Er ging een nieuwe wereld voor hem open. Hij liep niet meer tussen psychologen rond, maar tussen juristen en artsen. Uit zijn onderzoek bleek onder meer dat juristen en artsen verschillend tegen de regels aankeken. Juristen dachten dat artsen wat te los met de regels omgingen, terwijl artsen van juristen vonden dat ze te rigide waren. Maar beide beroepsgroepen maakten binnen hun eigen professie zorgvuldige overwegingen, concludeerde Van Tol.

Niet zozeer de verschillen, maar meer de overeenkomsten tussen de verschillende professionals vallen hem op. Zo ziet iedere professional overal zijn professie: psychologen psychologiseren, artsen medicaliseren en juristen juridiseren. ‘Dat is wel logisch. Toen ik vader werd, zag ik overal zwangere vrouwen en vaders achter kinderwagens. Je bekijkt de wereld door je eigen bril.’

Dilemma’s

Na wat omzwervingen is Van Tol nu onderzoeker en docent en houdt hij zich vooral bezig met ethiek, professionalisering en medische sociologie.
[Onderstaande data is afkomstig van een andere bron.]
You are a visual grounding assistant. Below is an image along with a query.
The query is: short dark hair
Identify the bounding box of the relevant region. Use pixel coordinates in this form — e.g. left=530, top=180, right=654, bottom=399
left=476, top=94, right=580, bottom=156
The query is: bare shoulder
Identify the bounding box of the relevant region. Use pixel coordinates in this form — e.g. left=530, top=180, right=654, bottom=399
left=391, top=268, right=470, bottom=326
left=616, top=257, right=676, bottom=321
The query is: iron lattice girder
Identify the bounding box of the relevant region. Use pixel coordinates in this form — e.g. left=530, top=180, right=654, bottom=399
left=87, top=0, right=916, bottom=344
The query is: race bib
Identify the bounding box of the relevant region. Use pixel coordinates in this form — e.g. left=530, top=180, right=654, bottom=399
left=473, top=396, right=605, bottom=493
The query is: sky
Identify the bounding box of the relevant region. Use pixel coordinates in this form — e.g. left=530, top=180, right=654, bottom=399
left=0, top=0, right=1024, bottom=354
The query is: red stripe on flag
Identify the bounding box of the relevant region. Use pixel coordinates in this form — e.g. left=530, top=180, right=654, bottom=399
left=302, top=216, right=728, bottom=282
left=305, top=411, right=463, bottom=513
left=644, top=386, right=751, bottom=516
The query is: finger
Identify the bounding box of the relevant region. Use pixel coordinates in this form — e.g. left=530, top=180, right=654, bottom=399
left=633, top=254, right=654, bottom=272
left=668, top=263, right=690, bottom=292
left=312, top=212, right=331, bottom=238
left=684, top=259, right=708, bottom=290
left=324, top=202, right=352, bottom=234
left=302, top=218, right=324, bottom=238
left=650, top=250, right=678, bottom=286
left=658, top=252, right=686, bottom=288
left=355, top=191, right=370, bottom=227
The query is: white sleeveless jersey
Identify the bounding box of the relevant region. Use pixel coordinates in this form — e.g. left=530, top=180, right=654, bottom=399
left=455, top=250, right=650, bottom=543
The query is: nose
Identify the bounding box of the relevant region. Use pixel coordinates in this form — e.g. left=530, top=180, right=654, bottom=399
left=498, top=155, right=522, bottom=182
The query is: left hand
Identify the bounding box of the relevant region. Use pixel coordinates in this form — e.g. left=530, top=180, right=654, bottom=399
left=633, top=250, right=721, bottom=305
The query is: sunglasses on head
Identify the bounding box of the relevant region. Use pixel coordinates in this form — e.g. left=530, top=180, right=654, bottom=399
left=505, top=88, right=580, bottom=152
Hij geeft onderwijs aan sociologiestudenten en huisartsen-in-opleiding. ‘Dan breng ik ook de psychologische invalshoek naar voren. In mijn lessen gaat het bijvoorbeeld over consultvoering en over de arts-patiëntrelatie. Hoe ziet een goed consult eruit? Hoe kan een huisarts de hulpvraag achterhalen? Als je net bent opgeleid binnen de geneeskunde, ben je vooral gefocust op de medische kant. Maar waar een specialist zich specialiseert, wordt een huisarts juist breder. Hij moet van alles een beetje weten. Hij moet niet alleen naar de medische klachten kijken, maar er ook de context bij betrekken: slaapt de patiënt goed? Hoe gaat het op zijn werk? Zijn de relaties een beetje in orde?’
Bovendien laat hij huisartsen-in-opleiding nadenken over ethische dilemma’s. ‘Als een patiënt rokend binnenkomt, kun je daar verbolgen over zijn. Maar je kunt je ook afvragen of het geen weloverwogen keuze is. En in hoeverre moet je je daarmee bemoeien?’
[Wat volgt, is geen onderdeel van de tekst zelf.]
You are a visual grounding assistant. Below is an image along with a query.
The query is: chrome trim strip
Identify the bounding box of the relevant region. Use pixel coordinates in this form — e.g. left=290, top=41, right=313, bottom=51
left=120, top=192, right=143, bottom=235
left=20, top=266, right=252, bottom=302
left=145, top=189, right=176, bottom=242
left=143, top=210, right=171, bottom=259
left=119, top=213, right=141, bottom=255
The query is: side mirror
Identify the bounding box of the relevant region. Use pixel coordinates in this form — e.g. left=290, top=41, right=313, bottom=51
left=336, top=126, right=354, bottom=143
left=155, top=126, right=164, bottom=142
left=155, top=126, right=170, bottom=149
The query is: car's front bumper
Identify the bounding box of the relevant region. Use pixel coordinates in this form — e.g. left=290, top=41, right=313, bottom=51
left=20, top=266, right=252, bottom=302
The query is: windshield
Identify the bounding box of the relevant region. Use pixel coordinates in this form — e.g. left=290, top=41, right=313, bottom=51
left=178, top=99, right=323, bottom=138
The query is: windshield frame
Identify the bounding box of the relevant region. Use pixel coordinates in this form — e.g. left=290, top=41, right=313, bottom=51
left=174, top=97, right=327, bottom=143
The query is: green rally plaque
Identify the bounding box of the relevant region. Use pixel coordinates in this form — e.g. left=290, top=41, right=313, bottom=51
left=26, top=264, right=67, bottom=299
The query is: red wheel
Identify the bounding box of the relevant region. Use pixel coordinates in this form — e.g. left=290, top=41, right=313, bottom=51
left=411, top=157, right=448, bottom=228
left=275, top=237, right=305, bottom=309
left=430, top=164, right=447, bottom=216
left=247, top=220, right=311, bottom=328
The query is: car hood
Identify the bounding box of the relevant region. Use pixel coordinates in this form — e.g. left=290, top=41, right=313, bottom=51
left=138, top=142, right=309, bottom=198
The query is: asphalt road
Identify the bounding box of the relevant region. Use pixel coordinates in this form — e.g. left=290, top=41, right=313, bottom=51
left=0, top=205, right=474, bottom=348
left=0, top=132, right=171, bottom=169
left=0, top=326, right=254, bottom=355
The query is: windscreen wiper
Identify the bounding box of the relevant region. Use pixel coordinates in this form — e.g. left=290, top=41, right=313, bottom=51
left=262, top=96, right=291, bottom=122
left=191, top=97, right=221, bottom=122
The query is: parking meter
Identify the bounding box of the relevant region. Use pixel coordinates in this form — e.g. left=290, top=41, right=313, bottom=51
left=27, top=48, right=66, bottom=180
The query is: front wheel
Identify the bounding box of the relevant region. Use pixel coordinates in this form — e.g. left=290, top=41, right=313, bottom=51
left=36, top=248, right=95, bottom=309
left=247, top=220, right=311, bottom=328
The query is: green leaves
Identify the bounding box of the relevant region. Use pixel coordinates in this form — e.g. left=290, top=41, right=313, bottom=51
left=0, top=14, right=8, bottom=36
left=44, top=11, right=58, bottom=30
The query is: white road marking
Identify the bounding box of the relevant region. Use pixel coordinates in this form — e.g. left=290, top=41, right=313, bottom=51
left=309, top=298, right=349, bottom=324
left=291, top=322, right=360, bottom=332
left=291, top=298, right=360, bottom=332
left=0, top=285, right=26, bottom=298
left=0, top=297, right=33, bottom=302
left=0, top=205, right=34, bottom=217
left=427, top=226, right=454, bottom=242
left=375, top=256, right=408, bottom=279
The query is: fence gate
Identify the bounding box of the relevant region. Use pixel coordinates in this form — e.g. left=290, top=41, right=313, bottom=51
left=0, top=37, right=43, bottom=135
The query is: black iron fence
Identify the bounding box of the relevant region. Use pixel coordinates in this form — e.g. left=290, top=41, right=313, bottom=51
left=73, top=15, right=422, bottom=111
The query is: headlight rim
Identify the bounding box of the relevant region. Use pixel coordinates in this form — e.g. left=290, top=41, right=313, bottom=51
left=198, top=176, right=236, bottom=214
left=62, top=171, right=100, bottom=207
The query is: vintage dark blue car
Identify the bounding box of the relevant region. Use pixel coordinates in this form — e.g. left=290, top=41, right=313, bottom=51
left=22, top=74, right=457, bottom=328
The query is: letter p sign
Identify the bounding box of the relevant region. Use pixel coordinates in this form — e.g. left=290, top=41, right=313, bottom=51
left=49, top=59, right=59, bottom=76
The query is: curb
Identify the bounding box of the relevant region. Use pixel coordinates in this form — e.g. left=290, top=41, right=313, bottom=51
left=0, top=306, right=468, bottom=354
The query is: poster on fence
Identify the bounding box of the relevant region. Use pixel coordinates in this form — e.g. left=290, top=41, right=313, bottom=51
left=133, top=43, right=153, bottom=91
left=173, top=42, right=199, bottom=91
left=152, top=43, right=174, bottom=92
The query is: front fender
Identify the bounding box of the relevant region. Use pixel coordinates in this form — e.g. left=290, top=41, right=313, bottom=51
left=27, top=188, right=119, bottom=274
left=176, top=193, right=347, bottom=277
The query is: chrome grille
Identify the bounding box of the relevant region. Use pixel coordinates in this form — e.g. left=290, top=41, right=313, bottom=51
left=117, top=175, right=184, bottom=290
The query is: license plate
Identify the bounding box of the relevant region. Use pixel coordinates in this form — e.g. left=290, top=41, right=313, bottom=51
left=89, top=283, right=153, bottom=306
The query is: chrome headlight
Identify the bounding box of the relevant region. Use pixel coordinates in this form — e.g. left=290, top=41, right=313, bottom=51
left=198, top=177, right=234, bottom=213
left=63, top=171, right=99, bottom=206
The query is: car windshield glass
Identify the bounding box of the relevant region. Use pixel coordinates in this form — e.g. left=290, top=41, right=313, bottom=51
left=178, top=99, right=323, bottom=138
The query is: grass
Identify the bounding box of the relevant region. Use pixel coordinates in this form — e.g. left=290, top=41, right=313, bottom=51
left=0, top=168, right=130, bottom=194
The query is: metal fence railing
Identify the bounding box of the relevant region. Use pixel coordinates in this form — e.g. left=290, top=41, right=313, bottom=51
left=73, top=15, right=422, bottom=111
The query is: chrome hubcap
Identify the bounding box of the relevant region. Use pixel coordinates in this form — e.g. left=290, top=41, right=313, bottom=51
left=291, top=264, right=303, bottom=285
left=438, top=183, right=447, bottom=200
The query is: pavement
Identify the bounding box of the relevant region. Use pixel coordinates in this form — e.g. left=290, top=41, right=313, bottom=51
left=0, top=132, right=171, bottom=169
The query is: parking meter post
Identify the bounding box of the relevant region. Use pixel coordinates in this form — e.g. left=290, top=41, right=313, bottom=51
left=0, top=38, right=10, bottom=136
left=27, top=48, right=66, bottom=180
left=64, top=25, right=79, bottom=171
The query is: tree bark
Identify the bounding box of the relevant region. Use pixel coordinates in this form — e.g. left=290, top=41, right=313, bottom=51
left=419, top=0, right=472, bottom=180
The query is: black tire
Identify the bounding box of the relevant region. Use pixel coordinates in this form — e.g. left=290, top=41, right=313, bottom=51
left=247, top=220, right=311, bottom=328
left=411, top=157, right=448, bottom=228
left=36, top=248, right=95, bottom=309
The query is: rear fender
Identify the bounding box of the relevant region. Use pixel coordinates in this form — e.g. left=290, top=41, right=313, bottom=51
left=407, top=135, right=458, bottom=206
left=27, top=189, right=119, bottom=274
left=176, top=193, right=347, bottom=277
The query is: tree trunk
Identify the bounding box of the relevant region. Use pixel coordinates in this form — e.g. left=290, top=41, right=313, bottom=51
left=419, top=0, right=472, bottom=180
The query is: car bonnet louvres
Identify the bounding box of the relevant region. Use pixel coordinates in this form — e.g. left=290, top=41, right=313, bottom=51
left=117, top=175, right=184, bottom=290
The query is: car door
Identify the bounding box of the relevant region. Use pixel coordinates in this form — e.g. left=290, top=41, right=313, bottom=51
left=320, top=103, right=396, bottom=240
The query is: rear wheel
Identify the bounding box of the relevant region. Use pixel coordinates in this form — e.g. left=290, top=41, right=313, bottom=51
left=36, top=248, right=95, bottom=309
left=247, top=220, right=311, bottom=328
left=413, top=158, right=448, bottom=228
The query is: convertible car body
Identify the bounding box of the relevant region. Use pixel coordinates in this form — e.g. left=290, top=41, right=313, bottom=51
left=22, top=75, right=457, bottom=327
Ander voorbeeld: artsen geven hun mobiele nummer doorgaans niet aan patiënten. Dan wordt de professionele afstand te klein. Maar als iemand bijvoorbeeld op sterven ligt, kan het wel goed zijn. Zo’n vraag bespreekt Van Tol graag in zijn onderwijs. En dan niet om er algemene regels over te formuleren, maar om te stimuleren dat huisartsen er zelf goed over leren nadenken.

Afwijken

Hij zit verder als ethicus in een regionale toetsingscommissie waar hij samen met een arts en een jurist beoordeelt of een arts die een euthanasie heeft uitgevoerd zich aan de zorgvuldigheidseisen heeft gehouden. Ethiek komt in zijn werk als docent en onderzoeker ook terug. Maar de meeste ethici hebben filosofie gestudeerd, in die zin wijkt Van Tol er ook hier van af. ‘Psychologen vinden me vaak geen echte psycholoog, juristen vinden me geen jurist – terwijl ik bij rechten ben gepromoveerd, ik geef les aan huisartsen in opleiding maar ben geen medicus en ik verzorg onderwijs bij sociologie, maar ben geen socioloog.’
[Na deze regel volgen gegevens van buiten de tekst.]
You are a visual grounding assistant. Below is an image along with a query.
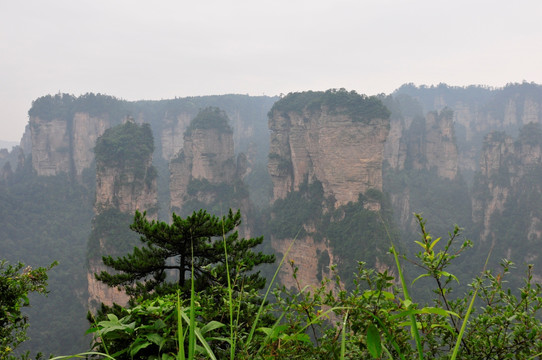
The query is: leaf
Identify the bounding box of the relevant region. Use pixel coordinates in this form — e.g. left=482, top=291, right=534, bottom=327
left=429, top=238, right=441, bottom=250
left=367, top=324, right=382, bottom=359
left=200, top=320, right=226, bottom=334
left=440, top=271, right=459, bottom=284
left=390, top=307, right=459, bottom=320
left=410, top=274, right=429, bottom=285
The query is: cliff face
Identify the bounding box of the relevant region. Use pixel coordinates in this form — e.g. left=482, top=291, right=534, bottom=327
left=30, top=113, right=111, bottom=179
left=395, top=83, right=542, bottom=177
left=268, top=90, right=389, bottom=287
left=268, top=108, right=389, bottom=206
left=160, top=113, right=193, bottom=161
left=25, top=94, right=275, bottom=179
left=87, top=122, right=157, bottom=308
left=30, top=117, right=72, bottom=176
left=170, top=128, right=236, bottom=209
left=473, top=123, right=542, bottom=242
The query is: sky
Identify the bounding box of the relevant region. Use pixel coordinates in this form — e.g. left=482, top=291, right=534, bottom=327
left=0, top=0, right=542, bottom=141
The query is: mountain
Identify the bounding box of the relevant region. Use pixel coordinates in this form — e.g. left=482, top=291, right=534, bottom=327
left=0, top=83, right=542, bottom=354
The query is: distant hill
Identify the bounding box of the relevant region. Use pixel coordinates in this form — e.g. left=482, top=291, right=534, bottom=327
left=0, top=140, right=19, bottom=150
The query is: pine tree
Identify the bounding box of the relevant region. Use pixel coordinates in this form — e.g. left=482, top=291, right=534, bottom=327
left=95, top=209, right=275, bottom=300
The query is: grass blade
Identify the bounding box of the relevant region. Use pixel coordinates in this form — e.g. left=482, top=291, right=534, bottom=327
left=245, top=232, right=299, bottom=348
left=391, top=243, right=424, bottom=360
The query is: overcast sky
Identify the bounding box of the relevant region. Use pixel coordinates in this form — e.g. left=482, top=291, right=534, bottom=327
left=0, top=0, right=542, bottom=141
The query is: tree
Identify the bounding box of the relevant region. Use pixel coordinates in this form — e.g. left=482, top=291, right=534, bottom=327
left=0, top=260, right=56, bottom=359
left=95, top=209, right=275, bottom=300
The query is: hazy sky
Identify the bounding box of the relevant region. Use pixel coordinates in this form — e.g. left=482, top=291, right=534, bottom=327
left=0, top=0, right=542, bottom=141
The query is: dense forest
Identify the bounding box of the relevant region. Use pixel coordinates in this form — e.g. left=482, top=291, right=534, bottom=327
left=0, top=83, right=542, bottom=356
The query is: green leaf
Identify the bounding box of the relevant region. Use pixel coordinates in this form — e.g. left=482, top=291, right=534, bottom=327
left=200, top=320, right=226, bottom=334
left=367, top=324, right=382, bottom=359
left=130, top=339, right=152, bottom=357
left=429, top=238, right=441, bottom=250
left=145, top=334, right=165, bottom=348
left=363, top=290, right=395, bottom=300
left=410, top=274, right=429, bottom=285
left=440, top=271, right=459, bottom=284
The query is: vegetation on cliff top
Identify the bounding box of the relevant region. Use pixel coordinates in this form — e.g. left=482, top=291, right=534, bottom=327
left=185, top=107, right=233, bottom=136
left=94, top=121, right=154, bottom=169
left=28, top=93, right=127, bottom=123
left=269, top=89, right=390, bottom=122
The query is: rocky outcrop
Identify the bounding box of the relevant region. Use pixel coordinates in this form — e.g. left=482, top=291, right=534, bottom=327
left=71, top=112, right=111, bottom=178
left=30, top=113, right=110, bottom=179
left=384, top=109, right=459, bottom=180
left=30, top=117, right=72, bottom=176
left=87, top=121, right=157, bottom=308
left=160, top=113, right=194, bottom=161
left=268, top=94, right=389, bottom=210
left=268, top=90, right=389, bottom=288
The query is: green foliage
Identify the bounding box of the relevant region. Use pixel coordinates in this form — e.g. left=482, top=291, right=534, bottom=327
left=96, top=210, right=274, bottom=300
left=519, top=122, right=542, bottom=146
left=87, top=208, right=138, bottom=260
left=60, top=215, right=542, bottom=360
left=185, top=107, right=233, bottom=136
left=182, top=179, right=249, bottom=216
left=322, top=189, right=396, bottom=283
left=0, top=170, right=92, bottom=354
left=269, top=89, right=390, bottom=122
left=28, top=93, right=128, bottom=123
left=0, top=260, right=57, bottom=359
left=94, top=121, right=156, bottom=173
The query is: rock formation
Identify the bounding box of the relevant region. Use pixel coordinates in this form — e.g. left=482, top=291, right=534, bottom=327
left=170, top=108, right=249, bottom=226
left=473, top=123, right=542, bottom=242
left=268, top=90, right=389, bottom=206
left=87, top=121, right=157, bottom=308
left=268, top=89, right=389, bottom=287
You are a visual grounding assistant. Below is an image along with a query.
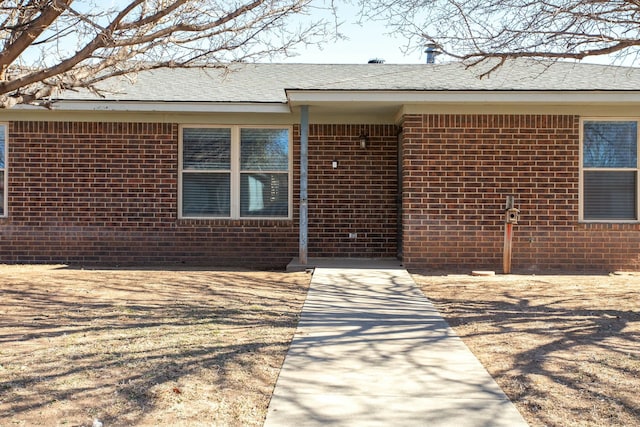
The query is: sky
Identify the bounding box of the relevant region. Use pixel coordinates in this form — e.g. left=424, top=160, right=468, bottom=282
left=283, top=4, right=426, bottom=64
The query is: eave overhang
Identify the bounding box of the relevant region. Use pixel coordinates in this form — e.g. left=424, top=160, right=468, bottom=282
left=286, top=89, right=640, bottom=107
left=15, top=100, right=291, bottom=114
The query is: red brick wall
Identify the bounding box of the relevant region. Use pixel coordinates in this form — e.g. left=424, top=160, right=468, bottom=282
left=403, top=115, right=640, bottom=271
left=0, top=122, right=298, bottom=266
left=296, top=125, right=398, bottom=257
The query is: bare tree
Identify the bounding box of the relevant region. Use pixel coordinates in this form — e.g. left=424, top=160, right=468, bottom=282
left=0, top=0, right=333, bottom=108
left=360, top=0, right=640, bottom=71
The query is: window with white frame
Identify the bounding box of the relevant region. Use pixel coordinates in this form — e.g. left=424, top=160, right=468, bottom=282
left=582, top=119, right=638, bottom=222
left=0, top=124, right=7, bottom=217
left=180, top=126, right=291, bottom=218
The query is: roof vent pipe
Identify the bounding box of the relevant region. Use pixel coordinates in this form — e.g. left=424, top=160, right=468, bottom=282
left=424, top=43, right=442, bottom=64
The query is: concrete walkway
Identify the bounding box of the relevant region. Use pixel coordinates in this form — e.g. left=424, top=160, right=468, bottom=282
left=265, top=260, right=527, bottom=427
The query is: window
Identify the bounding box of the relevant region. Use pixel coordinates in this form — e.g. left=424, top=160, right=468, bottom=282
left=180, top=126, right=291, bottom=218
left=582, top=120, right=638, bottom=222
left=0, top=124, right=7, bottom=217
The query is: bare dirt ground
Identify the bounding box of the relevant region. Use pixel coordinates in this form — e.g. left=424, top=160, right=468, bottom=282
left=0, top=266, right=310, bottom=427
left=413, top=272, right=640, bottom=427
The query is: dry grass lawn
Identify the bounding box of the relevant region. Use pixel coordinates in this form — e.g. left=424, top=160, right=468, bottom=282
left=5, top=266, right=640, bottom=427
left=0, top=266, right=310, bottom=427
left=413, top=272, right=640, bottom=427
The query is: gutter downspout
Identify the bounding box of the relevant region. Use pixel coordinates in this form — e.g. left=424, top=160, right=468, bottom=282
left=299, top=105, right=309, bottom=265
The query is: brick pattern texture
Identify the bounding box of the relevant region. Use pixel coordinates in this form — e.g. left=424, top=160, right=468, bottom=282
left=5, top=115, right=640, bottom=272
left=402, top=115, right=640, bottom=272
left=296, top=125, right=398, bottom=258
left=0, top=122, right=298, bottom=267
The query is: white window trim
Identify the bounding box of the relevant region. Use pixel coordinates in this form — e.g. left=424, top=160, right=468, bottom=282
left=0, top=122, right=9, bottom=218
left=178, top=124, right=293, bottom=221
left=578, top=117, right=640, bottom=224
Als hij moet kiezen voelt Van Tol zich nog het meest een medisch socioloog. ‘Maar het psychologische perspectief komt bij mij altijd weer bovendrijven, bijvoorbeeld bij de begeleiding van huisartsen. Ook eerder was die focus er al. In de euthanasiediscussie bijvoorbeeld, toen ik bij rechten promoveerde, viel mij op dat de positie van de huisarts vaak wordt genegeerd. Maar het is een moeilijke, zware, emotionele opgave om bij iemand euthanasie te verrichten. Hoe beleeft de arts het en wat betekent het voor hem, vroeg ik mij toen af. Dat zal mijn psychologische blik zijn.’